Liposome transfection: Cationic liposomes are positively charged and can combine with negatively charged nucleic acids by electrostatic interaction to form liposome-nucleic acid complexes. The complex can interact with the negative charge on the cell membrane, enter the cell through endocytosis, and then release nucleic acid in the cell to realize gene transfection. This method is easy to operate and has relatively low cytotoxicity, and is suitable for many cell lines.
Polymer transfection: Cationic polymers (such as polyethyleneimine, etc.) are used to form complexes with nucleic acids. These polymers can protect nucleic acids from nuclease degradation, and promote cell uptake through interaction with cell membrane, thus delivering nucleic acids into cells.
Schematic representation of a variety of liposome drug carriers' composition (Juszkiewicz et al., 2020)
Electroporation: Instantaneous holes are formed in the cell membrane by applying short high-voltage electric pulses, so that nucleic acid molecules can directly enter the cell. This method has a wide range of applications, and can achieve high transfection efficiency for many types of cells, including primary cells and stem cells. However, electroporation will cause certain physical damage to cells, and it is necessary to accurately control the parameters of electric pulses.
Microinjection method: Nucleic acid is injected directly into the nucleus or cytoplasm by micromanipulation technology. This method can achieve accurate transfection of a single cell, which is suitable for some situations that require low transfection efficiency but need to operate on specific cells.
Gene gun method: Gold particles or tungsten particles wrapped with nucleic acid are accelerated by high-pressure gas and directly penetrated into cells or tissues.
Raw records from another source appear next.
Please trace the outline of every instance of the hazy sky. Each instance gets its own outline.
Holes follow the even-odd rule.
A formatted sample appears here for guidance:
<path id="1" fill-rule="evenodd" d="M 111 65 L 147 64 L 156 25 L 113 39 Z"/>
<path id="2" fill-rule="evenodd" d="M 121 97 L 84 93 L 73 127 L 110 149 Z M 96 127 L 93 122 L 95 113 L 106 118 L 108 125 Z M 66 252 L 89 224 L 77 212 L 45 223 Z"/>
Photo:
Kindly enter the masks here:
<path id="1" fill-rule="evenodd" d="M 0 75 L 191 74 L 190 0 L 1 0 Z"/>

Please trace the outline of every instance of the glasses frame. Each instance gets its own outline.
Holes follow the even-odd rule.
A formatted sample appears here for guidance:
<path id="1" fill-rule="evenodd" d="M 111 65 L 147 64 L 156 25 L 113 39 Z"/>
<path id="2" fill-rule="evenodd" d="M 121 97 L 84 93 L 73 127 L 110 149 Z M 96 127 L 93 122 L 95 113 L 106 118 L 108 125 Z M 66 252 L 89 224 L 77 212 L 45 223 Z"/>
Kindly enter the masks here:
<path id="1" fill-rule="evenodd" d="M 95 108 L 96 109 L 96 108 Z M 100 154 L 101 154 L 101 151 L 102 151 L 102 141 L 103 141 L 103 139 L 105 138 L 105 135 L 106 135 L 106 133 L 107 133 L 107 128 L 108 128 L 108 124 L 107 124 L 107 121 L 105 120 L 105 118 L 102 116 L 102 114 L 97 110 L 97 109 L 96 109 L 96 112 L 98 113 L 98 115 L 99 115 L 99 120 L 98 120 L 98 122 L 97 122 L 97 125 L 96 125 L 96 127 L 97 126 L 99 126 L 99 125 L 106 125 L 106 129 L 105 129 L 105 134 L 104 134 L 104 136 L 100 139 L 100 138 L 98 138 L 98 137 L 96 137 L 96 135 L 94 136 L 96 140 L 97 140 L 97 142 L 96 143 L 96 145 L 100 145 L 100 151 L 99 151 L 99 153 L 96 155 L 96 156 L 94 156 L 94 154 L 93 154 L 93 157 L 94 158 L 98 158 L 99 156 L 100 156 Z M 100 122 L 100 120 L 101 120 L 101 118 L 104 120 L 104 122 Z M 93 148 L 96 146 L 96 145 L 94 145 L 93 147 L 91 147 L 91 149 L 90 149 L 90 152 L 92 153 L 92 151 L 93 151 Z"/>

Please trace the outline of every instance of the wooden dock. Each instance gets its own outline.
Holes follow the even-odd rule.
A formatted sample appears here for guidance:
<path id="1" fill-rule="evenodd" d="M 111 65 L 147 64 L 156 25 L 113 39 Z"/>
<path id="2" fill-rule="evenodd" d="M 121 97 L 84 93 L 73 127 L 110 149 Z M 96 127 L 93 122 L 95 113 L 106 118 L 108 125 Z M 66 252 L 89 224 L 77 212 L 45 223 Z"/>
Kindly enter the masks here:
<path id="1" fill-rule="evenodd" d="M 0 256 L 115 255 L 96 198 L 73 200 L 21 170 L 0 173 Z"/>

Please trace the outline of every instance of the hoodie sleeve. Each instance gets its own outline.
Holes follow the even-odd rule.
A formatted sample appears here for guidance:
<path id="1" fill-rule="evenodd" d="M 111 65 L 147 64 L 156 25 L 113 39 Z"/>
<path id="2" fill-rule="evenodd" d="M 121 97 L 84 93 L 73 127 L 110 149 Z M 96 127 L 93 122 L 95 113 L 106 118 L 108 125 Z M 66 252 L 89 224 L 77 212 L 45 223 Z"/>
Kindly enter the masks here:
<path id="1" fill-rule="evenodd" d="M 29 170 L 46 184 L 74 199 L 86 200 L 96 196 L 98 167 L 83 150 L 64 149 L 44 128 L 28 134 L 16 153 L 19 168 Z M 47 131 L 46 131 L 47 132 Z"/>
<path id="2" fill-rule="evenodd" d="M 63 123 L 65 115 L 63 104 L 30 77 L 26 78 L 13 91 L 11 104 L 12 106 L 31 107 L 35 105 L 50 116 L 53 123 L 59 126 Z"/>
It is mainly used in plant cells and some animal cells that are difficult to transfect, but it may cause great damage to cells and the equipment is expensive.
The principle of electroporation (Du et al., 2018)
Cell type: There are differences in cell membrane structure, physiological state and metabolic characteristics of different cell types, which will affect transfection efficiency. Generally speaking, tumor cell lines are easier to transfect than primary cells, and the transfection efficiency of cells with active division is higher than that of cells at rest.
Quality of nucleic acid: the purity, integrity and configuration of nucleic acid will affect the transfection effect. Plasmid DNA with high purity, non-degradation and supercoiled configuration usually has high transfection efficiency.
Experimental conditions: including cell density, medium composition during transfection, serum concentration, temperature, pH value and so on. For example, in the process of transfection, appropriate cell density can usually achieve higher transfection efficiency, and too high or too low cell density may affect the transfection effect.
In the field of gene delivery, transfection and transduction, as two core technologies, show significant differences in their applicability due to different cell types and experimental environments.
Transfection: Primary cells usually have poor tolerance to transfection reagents, and transfection efficiency is often low. This is because the cell membrane structure and physiological characteristics of primary cells are complex, and there are great differences among different types of primary cells, which makes it difficult for chemical transfection reagents such as liposomes to effectively mediate foreign genes into cells. At the same time, physical transfection methods, such as electroporation, have certain effects on some primary cells, but they may also lead to the decline of cell viability due to cell damage, which may affect the subsequent experimental results.
Transduction: Virus transduction is more suitable for primary cells. Viral vectors can make use of their natural infection mechanism to specifically recognize and bind to receptors on the surface of primary cells, and efficiently introduce foreign genes into cells through endocytosis or membrane fusion, and can realize the stable integration and long-term expression of foreign genes in primary cells, which is conducive to the study of gene function and gene therapy in primary cells.
Transfection: Transfection of stem cells also faces challenges. Stem cells have unique cell cycle and self-renewal characteristics, and are sensitive to external stimuli. Conventional transfection methods may interfere with the normal physiological state of stem cells and affect their pluripotency and differentiation potential. In addition, the culture conditions of stem cells are harsh, and the reagents and operations during transfection may have adverse effects on their culture environment, leading to abnormal cell growth and differentiation.
Transduction: Virus transduction technology can introduce foreign genes into stem cells without affecting their characteristics. Lentiviral vectors can stably integrate genes into stem cell genomes, and realize the stable transmission and expression of foreign genes in the process of self-renewal and differentiation of stem cells, which provides a powerful tool for gene editing, directional differentiation and cell therapy research of stem cells.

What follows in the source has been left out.